“Is this just a rough patch that will pass?” As the late Israeli singer Arik Einstein famously asked, this question haunts many couples who aren’t sure if their relationship is going through a temporary challenge or approaching its end.
Social worker and relationship counselor Merav Amir, who also specializes in sexual counseling and parenting, says this is one of the most common concerns she hears in her practice.
“Couples arrive after years together, feeling confused and exhausted, asking whether it’s worth fighting for the relationship or if the heart is simply not there anymore,” she explains. “This realization usually follows a slow process: eyes no longer meet, conversations halt or disappear, and a vague sense emerges that the relationship is no longer the same.”
Amir stresses that this isn’t always a dramatic crisis. “Sometimes, erosion creeps in quietly. Every relationship has ups and downs—that’s normal—but there comes a point where you need to ask: Does this relationship lift me up or weigh me down?”
How to recognize the signs
“A healthy relationship doesn’t need to be perfect.
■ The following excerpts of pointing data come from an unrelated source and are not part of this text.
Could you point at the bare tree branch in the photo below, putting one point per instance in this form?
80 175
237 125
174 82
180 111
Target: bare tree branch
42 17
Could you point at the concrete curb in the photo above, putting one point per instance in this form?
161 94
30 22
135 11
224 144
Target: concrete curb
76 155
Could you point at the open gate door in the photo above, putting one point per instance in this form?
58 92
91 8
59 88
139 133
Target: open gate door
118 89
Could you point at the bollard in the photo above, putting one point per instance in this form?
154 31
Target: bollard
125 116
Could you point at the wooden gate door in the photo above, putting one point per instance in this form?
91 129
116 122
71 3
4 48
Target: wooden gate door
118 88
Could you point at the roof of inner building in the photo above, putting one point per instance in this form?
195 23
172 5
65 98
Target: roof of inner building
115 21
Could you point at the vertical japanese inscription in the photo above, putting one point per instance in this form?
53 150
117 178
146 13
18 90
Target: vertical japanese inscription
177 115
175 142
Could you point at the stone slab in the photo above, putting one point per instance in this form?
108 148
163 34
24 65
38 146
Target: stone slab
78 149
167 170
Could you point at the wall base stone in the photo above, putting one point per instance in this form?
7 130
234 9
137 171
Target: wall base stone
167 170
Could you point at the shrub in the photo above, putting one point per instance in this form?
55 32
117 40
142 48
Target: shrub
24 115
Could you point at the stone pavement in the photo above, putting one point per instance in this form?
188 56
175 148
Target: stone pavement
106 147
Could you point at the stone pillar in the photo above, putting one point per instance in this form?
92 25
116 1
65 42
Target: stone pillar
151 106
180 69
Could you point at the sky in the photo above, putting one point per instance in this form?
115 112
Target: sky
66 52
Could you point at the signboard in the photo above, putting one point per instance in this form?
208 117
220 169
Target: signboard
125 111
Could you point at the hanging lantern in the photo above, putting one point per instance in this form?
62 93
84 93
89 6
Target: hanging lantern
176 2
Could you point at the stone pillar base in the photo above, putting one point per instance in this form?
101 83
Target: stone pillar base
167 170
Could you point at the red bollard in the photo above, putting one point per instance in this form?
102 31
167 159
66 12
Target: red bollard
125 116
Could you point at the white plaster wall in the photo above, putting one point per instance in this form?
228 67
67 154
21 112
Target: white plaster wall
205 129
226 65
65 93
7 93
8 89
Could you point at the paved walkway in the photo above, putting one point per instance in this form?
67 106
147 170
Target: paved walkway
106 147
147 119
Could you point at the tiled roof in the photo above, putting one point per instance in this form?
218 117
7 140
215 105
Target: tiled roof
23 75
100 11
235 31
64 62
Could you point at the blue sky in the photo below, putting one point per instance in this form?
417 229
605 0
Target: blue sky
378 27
It should be a safe space where both partners can be themselves without masks, with real communication, mutual respect, physical intimacy, laughter, growth together and the ability to argue without destroying each other. In such a relationship, egos are left at the door, and both partners see each other as equals, investing in building a good life together.”
In contrast, a draining or “declining” relationship shows signs of distance, repeated criticism, rejection or indifference. Conversations disappear, silences lengthen, physical touch diminishes and the overall atmosphere grows heavy. Partners may feel constrained, walking on eggshells, shrinking themselves to avoid conflict.
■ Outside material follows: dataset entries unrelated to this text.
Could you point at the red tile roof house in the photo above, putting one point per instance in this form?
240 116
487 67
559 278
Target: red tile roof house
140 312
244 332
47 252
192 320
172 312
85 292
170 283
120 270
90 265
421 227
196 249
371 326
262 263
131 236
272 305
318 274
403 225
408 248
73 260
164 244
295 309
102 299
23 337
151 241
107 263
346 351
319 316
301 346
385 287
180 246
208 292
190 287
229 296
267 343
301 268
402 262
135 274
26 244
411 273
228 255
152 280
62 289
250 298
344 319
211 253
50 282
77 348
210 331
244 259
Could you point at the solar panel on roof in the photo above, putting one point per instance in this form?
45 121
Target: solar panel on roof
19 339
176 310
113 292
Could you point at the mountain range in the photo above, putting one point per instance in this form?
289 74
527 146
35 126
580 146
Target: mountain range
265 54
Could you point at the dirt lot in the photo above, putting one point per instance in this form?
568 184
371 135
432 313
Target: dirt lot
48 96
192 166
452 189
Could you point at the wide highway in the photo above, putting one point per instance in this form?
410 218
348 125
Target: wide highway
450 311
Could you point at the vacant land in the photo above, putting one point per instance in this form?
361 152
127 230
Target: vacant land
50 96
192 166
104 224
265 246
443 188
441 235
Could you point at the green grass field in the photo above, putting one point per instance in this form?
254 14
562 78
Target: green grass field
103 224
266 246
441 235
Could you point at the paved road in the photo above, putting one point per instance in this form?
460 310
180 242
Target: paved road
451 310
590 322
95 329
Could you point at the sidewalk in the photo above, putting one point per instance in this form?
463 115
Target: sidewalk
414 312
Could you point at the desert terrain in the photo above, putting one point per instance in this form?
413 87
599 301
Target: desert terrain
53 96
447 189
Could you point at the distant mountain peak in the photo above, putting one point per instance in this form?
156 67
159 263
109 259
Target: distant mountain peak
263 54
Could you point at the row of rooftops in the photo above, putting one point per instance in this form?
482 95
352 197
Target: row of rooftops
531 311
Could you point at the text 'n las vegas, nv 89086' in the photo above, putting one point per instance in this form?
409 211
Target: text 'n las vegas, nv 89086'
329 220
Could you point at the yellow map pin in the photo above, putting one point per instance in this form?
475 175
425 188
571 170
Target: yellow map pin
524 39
Everyday examples include interactions limited to logistics or children, fading physical intimacy, loneliness even when sharing a room or repeated criticism that wounds repeatedly. If these patterns become chronic—when the relationship feels like parallel lives with no shared points, recurring arguments, eroded mutual respect and disappearing touch—it’s time to seek professional guidance. Amir also warns about toxic relationships marked by control, belittlement, imbalance or fear—even without physical abuse, emotional harm is real.
Can the relationship be saved?
“Absolutely, with commitment and motivation from both sides. When both partners are willing to reflect inwardly, learn new tools, and choose each other again, even a burned-out relationship can grow anew. Couples who invest can rebuild a connection based on communication, listening, appreciation and love. But it’s not always possible. If unsure, commit to a set period of active effort: try new habits, create moments of connection, and assess whether change is happening.”
Amir adds: “Sometimes we crave excitement or fulfillment. It’s crucial to examine whether dissatisfaction stems from the relationship or personal needs, such as a lack of achievement at work or in life. These principles apply to unmarried or childless couples as well—the health of a relationship is defined by its quality, not status.”
Knowing when to let go
“Not every relationship should be salvaged—especially if it’s toxic, humiliating, or violent. If apathy dominates, suffering outweighs joy, you’re becoming someone you dislike, there’s no shared future, or the relationship is a source of pain, it may be time to release it. Fear of separation is natural, but staying in a harmful relationship takes a steep toll on the mind and spirit. Sometimes letting go is the bravest act, restoring peace, vitality and the ability to thrive again. Before deciding, a professional consultation can provide clarity—sometimes one right word can change everything.”